Wednesday, October 8, 2008

October Tumor Markers

Last week, when I had my "Z" Day, I found out the results of the tumor marker blood tests for September - great news there! This month, the news is still good, but both numbers went up a bit. Nothing to be concerned about, according to my doctor's office and to my colleague, Sunil. They expect these numbers to fluctuate a little bit - might be because I was fighting an infection (and my son, Scott and his daughter were all sick last week) or a change in the weather or whatever.

Anything below 31 is considered "normal"
Sept 2007 - 23 U/mL
Jan 2008 - 31 U/mL
Mar 2008 - 36 U/mL
June 2008 - 23 U/mL (started radiation that month)
Aug 2008 - 18 U/mL
Sept 2008 - 14.5 U/mL YAAAAAAY!!!
Oct 2008 - 19.6 U/mL

Sunil said that another month or two at these low ranges would mean that the disease is stable and under control.

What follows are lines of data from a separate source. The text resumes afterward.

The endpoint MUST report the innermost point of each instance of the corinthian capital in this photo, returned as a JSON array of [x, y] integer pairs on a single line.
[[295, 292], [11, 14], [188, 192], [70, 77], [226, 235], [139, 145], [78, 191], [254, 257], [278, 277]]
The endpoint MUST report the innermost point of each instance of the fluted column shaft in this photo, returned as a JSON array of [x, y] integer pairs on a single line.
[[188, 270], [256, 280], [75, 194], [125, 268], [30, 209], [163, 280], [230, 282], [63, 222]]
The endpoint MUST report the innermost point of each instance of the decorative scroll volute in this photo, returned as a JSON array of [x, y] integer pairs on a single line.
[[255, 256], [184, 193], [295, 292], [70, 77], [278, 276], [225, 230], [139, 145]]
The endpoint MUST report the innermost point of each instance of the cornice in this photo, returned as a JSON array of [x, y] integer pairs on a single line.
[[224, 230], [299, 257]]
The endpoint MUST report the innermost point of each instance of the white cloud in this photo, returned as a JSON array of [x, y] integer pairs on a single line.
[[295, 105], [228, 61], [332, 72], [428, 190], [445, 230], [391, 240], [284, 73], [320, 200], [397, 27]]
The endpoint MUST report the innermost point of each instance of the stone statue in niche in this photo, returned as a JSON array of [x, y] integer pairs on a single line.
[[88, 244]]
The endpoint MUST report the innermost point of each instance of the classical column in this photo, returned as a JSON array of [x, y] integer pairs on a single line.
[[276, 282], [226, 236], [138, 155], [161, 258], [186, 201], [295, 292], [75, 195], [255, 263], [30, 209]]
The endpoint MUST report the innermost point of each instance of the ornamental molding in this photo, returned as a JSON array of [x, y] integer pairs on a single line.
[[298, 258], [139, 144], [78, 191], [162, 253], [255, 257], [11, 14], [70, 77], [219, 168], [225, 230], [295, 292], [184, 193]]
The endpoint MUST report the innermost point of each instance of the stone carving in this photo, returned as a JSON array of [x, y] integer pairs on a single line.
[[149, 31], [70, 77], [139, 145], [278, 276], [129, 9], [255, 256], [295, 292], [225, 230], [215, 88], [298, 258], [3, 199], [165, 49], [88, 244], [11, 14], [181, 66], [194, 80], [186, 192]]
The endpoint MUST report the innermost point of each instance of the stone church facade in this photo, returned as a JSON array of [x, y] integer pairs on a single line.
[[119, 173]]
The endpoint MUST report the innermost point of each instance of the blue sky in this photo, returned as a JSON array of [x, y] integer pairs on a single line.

The CEA results are below. 3.8 and under is normal:

1/2008 - 1.2 ng/mL
3/2008 - 0.9 ng/mL
6/2008 - 1.0 ng/mL
8/2008 - 1.1 ng/mL (need to double check this number, but it was in that 0.9 to 1.2 range)
9/2008 - 0.5 ng/mL
10/2008 - 0.9 ng/mL

I reported earlier this year that they aren't quite sure what it's measuring, so I asked my colleague if he knew. The way I understand it is that when a tumor cell dies, it leaves waste (lisosomic??) and the CA 15-3 measures the amount of this waste. CA stands for carbohydrate antigen. Normal cells, when they die, also give off this waste, but it is at a much slower rate than the rate of growth and death in tumor cells. So, the higher the number, the more likely that there are tumor cells growing and dying. He also told me that while this test is not necessarily a good indicator to diagnose metastases or it's not useful in early breast cancer, it does measure, fairly well, how tumors and cancer cells respond to treatment. Using these markers are better than subjecting patients to CT scans (radiation) or bone scans every month.

So, everyone, let's keep those numbers stable, shall we? Hopefully, I'll keep it in the less than 20 range!


Carver said...

I'll be sending out stable marker thoughts.

My UNC Onc doesn't do that blood work for me which is part of why I added a medical ONC. My medical ONC does do it and my numbers are good which reassured me since my C reactive protein was high indicating some kind of immune response. That was done by a rheumatologist. No one really knows why the CRP has stayed high.

With stage III melanoma like I have some Oncs do the tumor marker tests and some don't. Your explanation helps me understand why. Since mine are good it's reassuring and at this point adds to me wondering if I really need two ONCs since the main thing the medical one does that my main UNC surgical ONC doesn't do are the tumor marker tests. My UNC ONC relies pretty much on the PET/CT scans and since all my little things there resolved themselves I think I'm ok with the annual one I get at this point.

I'm seeing the medical one in December and if everything is good it may be time to cut back to the one ONC. I'll still have to see the UNC ONC every 6 months and I see the dermatologist every 6 months plus all the other specialists. I think I'm about ready to drop the medical ONC who primarily does tumor markers and repeats the physical the other docs do. I guess I'll see what he thinks. What's a diplomatic way to say, do I really need you?; ha, ha.

All good thoughts going out for YOU. I didn't mean to go off on a tangent.

Dee said...

Hi Carver,
No problem going off on a tangent - whew! Hearing about all your docs made me tired! It's like you need little notecards telling you which doc does what. It also seems like the dermatologist or the UNC onc could add tumor marker tests for you - my understanding is that blood tests might be less invasive than the PET/CT scans. Maybe if you're on a twelve month schedule for the PET/CT, you could just have someone draw some blood for a tumor marker test at the six month mark . . . but definitely, simplifying your medical care is important.

Why can't all those docs be in one place and you can go see them all at once, in one fell swoop, and have them all in agreement about when and how often and what kind of tests to run on you? It's ridiculous that it's the patient who ends up having to do all the running around, huh? It's the healthy ones that should be doing the running around!!

And, thanks for sending out good thoughts about the tumor markers, too!